The `/kyoko-instrument` skill finds your agent's entry point, records one real
run, and verifies it shows up in Kyoko. You can also point telemetry at Kyoko by
hand with the Python or TypeScript SDK, a generated adapter, or an importer. See
[Getting Started](docs/GETTING_STARTED.md) for the full walkthrough.

## What you get

- **Run capture:** Python SDK, TypeScript SDK, generated source adapters,
  OTLP/GenAI JSON, Hermes import, and OpenClaw import.
- **Issue queue:** recurring failures grouped into evidence-backed issues with
  category, severity, occurrence count, and span links.
- **Fix proposals:** accepted issues become validated `LearningProposal`
  records for context, skills, evals, or harness changes.
- **Verification:** bounded replay, deterministic checks, and eval comparison
  before a fix can apply.
- **Operator path:** Codex, Claude, OpenClaw, Hermes, or a generic command can
  analyze evidence and draft fixes through existing CLI auth.
- **Control surfaces:** local dashboard, JSON-everywhere CLI, and stdio MCP
  server, all sharing the same gated apply path.

| Area | Supported paths |
| --- | --- |
| Source telemetry | Python SDK, TypeScript SDK, generated source adapters, OTLP/GenAI JSON, Hermes import, OpenClaw import |
| Replay | External replay commands, managed HTTP replay servers, generated replay scaffolds |
| Operator agents | Codex, Claude Code, OpenClaw, Hermes, generic command adapters, local presets |
| Agent clients | Dashboard, JSON CLI, stdio MCP server |
| Framework scaffolds | Generic Python/TypeScript, LangGraph, Pydantic AI, OpenAI Agents, CrewAI, Hermes, OpenClaw, AI SDK |

See [docs/INTEGRATIONS.md](docs/INTEGRATIONS.md) and
[examples/README.md](examples/README.md).

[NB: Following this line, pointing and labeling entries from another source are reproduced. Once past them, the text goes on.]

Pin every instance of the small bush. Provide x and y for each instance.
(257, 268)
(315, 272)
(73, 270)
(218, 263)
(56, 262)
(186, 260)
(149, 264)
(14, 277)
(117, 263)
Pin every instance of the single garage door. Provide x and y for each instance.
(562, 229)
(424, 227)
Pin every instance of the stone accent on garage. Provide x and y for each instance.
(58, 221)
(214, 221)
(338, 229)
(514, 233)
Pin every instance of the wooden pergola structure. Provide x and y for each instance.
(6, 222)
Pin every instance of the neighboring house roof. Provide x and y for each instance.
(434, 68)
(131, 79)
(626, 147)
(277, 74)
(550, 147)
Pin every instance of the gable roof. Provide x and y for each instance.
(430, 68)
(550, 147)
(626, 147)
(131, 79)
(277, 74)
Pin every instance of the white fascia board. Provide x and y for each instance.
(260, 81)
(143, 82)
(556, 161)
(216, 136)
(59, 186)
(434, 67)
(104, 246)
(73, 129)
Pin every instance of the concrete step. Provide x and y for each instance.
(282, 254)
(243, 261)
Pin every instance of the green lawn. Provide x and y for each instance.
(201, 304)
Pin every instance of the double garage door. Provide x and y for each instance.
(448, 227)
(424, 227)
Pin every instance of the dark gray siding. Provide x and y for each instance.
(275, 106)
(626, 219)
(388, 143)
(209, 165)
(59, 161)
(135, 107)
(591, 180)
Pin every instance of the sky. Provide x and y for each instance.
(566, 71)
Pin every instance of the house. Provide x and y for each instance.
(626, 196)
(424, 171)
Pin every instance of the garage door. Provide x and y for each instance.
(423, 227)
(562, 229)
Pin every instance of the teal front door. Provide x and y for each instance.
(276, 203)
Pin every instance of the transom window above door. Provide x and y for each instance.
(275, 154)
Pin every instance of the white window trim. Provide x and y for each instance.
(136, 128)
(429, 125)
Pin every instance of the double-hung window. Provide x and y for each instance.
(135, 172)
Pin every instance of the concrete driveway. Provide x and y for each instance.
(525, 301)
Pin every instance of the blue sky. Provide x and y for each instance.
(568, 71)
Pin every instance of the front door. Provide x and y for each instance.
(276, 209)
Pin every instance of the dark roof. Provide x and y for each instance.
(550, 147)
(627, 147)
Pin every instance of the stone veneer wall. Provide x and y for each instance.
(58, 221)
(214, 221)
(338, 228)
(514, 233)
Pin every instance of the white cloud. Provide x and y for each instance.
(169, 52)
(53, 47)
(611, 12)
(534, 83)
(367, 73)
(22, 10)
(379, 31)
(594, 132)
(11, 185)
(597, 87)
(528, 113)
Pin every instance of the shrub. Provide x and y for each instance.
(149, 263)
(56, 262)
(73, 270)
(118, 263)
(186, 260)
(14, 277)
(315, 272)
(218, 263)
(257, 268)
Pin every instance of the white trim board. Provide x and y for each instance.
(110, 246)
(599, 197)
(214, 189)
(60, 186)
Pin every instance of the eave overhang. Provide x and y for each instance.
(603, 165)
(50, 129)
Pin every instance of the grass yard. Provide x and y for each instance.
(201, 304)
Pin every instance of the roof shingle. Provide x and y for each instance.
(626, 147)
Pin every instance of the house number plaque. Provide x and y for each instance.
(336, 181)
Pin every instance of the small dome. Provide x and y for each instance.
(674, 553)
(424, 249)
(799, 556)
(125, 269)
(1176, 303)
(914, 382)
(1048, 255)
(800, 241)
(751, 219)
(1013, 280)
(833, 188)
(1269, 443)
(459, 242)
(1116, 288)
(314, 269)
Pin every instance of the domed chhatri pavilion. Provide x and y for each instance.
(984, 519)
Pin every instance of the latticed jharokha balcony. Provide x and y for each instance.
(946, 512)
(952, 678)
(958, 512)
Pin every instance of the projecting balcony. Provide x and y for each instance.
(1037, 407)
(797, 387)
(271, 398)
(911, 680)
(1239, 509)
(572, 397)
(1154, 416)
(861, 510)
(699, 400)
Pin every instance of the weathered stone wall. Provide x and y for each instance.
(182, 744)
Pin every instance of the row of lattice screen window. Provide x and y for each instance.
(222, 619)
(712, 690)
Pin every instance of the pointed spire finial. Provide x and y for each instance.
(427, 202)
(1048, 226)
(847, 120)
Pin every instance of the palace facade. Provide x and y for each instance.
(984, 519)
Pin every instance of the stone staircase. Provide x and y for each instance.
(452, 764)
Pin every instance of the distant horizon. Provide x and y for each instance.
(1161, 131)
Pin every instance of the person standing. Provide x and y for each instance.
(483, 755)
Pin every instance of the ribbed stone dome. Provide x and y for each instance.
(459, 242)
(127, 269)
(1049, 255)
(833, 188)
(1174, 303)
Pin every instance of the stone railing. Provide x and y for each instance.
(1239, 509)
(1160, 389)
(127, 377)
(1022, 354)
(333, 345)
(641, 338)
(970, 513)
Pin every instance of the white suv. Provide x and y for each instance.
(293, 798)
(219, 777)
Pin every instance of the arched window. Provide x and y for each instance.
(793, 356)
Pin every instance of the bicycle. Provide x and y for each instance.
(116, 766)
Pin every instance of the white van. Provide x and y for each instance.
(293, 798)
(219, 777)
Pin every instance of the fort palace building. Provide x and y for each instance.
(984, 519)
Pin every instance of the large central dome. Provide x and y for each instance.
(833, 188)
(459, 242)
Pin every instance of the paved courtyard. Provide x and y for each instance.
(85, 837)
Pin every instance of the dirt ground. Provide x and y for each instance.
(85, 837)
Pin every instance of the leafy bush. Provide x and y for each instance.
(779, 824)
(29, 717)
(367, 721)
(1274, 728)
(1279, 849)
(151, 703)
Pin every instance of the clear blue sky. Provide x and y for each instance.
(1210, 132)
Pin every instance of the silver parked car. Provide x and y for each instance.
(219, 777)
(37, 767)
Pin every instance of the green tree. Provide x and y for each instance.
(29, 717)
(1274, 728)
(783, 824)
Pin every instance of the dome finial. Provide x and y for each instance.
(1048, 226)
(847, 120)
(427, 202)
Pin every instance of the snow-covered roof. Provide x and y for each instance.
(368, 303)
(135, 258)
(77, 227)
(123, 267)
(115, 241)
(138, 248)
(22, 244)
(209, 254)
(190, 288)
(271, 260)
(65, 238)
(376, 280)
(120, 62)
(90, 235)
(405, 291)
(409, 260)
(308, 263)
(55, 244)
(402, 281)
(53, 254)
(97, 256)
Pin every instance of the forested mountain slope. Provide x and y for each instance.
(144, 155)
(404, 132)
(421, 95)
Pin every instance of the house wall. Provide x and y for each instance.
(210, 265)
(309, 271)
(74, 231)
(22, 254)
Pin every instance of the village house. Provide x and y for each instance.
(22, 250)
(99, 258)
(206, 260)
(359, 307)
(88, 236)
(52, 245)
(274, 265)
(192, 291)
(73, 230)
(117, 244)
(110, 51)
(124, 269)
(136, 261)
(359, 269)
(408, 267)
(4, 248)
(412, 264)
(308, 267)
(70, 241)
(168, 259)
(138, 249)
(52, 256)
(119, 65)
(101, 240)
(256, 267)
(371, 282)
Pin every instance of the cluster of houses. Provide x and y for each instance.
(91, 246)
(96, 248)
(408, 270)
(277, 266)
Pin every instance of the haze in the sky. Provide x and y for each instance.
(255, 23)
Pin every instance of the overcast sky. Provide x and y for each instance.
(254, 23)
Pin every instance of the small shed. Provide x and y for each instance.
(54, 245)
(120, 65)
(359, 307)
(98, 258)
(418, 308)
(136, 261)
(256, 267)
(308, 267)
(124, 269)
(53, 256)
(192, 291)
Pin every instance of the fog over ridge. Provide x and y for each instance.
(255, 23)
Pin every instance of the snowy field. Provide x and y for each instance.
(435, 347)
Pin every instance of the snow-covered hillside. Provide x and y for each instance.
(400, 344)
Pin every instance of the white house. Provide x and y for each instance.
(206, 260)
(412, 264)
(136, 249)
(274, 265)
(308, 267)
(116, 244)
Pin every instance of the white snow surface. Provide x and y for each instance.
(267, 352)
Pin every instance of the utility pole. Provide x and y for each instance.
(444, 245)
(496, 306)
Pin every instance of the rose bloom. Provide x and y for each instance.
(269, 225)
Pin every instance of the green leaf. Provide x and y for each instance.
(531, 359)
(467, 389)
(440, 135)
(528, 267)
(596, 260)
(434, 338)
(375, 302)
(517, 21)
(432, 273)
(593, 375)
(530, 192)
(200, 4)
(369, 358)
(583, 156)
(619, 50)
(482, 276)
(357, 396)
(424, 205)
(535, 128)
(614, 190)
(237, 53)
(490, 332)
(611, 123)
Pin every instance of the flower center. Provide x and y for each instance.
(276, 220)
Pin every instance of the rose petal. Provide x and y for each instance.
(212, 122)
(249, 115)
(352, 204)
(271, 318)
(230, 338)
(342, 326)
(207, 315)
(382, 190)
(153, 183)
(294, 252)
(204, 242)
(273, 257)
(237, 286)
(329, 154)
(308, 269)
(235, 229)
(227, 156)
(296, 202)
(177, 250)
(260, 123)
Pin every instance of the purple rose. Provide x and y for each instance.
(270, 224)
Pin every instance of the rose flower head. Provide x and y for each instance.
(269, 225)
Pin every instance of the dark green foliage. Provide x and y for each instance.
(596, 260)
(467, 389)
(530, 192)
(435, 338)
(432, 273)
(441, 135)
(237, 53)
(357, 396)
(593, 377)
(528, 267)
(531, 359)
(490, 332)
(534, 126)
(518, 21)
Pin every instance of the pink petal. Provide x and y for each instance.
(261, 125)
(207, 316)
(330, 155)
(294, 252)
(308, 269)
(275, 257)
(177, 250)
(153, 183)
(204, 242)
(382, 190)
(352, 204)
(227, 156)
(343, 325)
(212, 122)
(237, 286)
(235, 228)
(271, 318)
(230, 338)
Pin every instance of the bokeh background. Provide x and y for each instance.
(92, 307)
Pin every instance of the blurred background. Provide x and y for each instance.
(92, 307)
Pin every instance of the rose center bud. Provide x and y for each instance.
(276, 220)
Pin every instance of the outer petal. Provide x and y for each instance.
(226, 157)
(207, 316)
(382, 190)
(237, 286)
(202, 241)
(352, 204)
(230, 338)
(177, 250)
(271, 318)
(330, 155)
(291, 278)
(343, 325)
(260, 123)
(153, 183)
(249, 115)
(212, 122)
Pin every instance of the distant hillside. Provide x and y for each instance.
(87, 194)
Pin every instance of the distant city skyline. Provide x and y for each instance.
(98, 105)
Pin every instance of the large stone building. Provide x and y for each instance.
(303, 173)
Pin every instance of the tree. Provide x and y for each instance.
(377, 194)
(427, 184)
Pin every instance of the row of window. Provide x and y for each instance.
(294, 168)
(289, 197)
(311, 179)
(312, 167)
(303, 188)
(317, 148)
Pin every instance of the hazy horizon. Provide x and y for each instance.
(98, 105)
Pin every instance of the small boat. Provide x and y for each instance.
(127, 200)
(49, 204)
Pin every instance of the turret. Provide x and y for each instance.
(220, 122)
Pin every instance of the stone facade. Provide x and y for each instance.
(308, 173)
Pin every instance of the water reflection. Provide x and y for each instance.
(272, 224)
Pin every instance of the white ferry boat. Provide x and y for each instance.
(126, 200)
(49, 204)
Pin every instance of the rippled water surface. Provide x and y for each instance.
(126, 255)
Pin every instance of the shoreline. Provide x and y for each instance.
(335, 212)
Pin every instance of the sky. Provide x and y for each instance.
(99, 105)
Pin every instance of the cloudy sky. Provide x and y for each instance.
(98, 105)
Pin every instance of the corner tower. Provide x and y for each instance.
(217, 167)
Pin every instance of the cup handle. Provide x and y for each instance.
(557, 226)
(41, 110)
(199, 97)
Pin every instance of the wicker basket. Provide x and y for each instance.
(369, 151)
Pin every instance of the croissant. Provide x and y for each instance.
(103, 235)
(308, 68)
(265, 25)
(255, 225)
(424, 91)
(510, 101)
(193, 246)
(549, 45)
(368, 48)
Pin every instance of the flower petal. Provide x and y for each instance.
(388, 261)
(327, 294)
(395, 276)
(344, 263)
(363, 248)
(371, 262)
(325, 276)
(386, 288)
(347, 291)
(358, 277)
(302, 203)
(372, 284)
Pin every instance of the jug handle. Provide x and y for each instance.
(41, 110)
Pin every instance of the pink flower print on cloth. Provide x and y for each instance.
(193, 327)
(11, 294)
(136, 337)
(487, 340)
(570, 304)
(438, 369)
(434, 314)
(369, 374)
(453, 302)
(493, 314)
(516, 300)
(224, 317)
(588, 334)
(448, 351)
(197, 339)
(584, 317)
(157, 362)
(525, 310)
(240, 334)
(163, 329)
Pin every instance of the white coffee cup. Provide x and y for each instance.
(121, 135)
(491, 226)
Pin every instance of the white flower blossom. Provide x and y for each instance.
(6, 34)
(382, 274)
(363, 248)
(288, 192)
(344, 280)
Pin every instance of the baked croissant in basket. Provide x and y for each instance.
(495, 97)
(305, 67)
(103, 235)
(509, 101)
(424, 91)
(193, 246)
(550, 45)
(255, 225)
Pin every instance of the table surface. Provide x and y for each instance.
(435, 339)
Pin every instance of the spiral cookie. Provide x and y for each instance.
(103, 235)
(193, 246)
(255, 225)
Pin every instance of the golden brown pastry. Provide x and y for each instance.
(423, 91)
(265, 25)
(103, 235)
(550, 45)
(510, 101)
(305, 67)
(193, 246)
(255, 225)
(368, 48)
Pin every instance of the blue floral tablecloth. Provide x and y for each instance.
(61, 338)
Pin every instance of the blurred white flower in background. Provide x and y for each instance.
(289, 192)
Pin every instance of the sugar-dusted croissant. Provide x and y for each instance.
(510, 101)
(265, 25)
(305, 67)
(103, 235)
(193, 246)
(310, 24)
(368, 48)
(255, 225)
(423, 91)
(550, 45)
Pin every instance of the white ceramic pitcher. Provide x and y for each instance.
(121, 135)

## The gate and local boundary

Every behavior-changing path (operator output, imports, MCP tools, and
`kyoko improve`) flows through one gate:

1. Validate the structured proposal.
2. Resolve the evidence it references.
3. Generate or select checks.
4. Run bounded replay and deterministic checks.
5. Evaluate the autonomy policy.
6. Enforce human locks on protected targets.
7. Apply context or harness changes **only** if the gate allows it.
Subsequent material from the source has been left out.